Constructing rooted trees from clades by constructing Hasse Diagrams.
Constructing unrooted trees from unrooted four-leaf trees using
the All Quartets Algorithm.
(PPT)
(PDF)
Reading before class: Chapter 4.1-4.4, 4.6, and Chapter 5
Homework #1: Do at least 5 of the
following 11 problems from the textbook: 3.3(7), 3.3(8), 3.3(9).1-2, 3.3(17),
4.1(1), 4.2(8), 4.3(1), 4.3(2), 4.6(1), 5.1(4), and 5.2(3).
- January 28 and February 2, 2016.
Note: no office hour on February 2. Please
come
to my office hour on February 1, from 12-1,
instead.
January 28: Maximum parsimony (MP):
computational complexity and dynamic
programming solution for fixed tree variant.
February 2:
Parsimony-informative characters and
why MP is not statistically consistent under the CFN model
(the Felsenstein Zone).
(PPT) (PDF)
Reading before January 28 class:
Chapters 6.1-6.3, 6.5, 6.6, 6.8, and 9.13; also
the classic paper
"Cases in which parsimony and compatibility methods
will be positively misleading", by Joseph
Felsenstein, Systematic Zoology, Volume
27, No. 4 (1978), pp. 401-410.
- February 4, 2016.
Problem solving in class (very similar to homework 2),
using these
problems.
Pranjal Vachaspati and Ashu Gupta, guest lecturers.

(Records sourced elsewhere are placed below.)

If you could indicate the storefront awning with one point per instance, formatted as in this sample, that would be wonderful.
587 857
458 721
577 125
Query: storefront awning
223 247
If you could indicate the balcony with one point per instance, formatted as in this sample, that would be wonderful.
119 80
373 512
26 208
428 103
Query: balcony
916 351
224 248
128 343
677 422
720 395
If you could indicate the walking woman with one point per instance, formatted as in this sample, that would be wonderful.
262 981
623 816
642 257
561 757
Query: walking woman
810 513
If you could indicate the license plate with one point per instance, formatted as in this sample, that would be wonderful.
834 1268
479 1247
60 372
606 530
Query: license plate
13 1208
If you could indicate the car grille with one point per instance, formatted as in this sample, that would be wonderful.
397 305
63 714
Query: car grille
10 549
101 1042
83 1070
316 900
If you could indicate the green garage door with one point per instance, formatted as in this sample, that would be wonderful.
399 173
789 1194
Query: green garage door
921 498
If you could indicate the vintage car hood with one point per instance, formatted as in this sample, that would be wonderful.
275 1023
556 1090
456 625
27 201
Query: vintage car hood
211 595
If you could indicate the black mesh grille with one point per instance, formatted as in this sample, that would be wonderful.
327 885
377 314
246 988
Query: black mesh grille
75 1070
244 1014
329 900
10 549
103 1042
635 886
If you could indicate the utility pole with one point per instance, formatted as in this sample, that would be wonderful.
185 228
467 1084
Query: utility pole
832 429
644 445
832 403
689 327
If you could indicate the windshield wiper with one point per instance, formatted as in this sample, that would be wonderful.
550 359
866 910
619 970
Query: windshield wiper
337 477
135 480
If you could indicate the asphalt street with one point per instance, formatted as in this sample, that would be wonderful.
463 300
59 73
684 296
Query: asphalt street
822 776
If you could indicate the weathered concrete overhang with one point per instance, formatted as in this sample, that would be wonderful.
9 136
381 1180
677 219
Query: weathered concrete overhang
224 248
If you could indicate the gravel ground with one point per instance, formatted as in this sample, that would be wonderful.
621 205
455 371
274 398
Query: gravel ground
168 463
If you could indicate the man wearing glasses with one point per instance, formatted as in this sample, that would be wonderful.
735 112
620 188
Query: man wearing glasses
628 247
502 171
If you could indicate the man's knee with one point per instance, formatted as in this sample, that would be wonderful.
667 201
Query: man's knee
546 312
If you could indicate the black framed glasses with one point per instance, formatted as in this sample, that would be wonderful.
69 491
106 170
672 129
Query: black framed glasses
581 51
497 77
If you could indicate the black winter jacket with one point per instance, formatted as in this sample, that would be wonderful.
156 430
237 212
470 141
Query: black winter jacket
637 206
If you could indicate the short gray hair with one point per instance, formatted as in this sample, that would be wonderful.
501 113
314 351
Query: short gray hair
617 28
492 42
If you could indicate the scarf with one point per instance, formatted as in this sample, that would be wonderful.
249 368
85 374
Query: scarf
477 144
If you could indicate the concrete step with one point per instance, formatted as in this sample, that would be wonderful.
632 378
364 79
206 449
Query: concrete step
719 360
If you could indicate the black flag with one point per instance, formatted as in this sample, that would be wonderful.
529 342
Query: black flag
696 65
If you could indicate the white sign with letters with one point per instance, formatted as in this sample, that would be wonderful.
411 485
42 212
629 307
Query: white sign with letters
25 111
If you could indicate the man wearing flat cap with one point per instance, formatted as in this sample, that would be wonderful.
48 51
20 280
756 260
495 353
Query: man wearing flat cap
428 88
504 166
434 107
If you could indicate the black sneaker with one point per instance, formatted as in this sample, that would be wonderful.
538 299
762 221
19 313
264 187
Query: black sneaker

Reading before class: Chapter 7.1-7.9
- February 9, 2016.
Analyzing sets of trees. Consensus
methods and supertree methods.
The Aho, Sagiv, Szymanski, and Ullman algorithm.
(PPTX)
Reading before class: Chapter 8.1-8.3
Homework #2:
Do at least 5 of the following problems:
6.2(1), 6.3(2), 6.4(2), 6.4(3), 6.8(5),
7.2(1), 7.3(1), and 7.4(2).
- February 11, 2016.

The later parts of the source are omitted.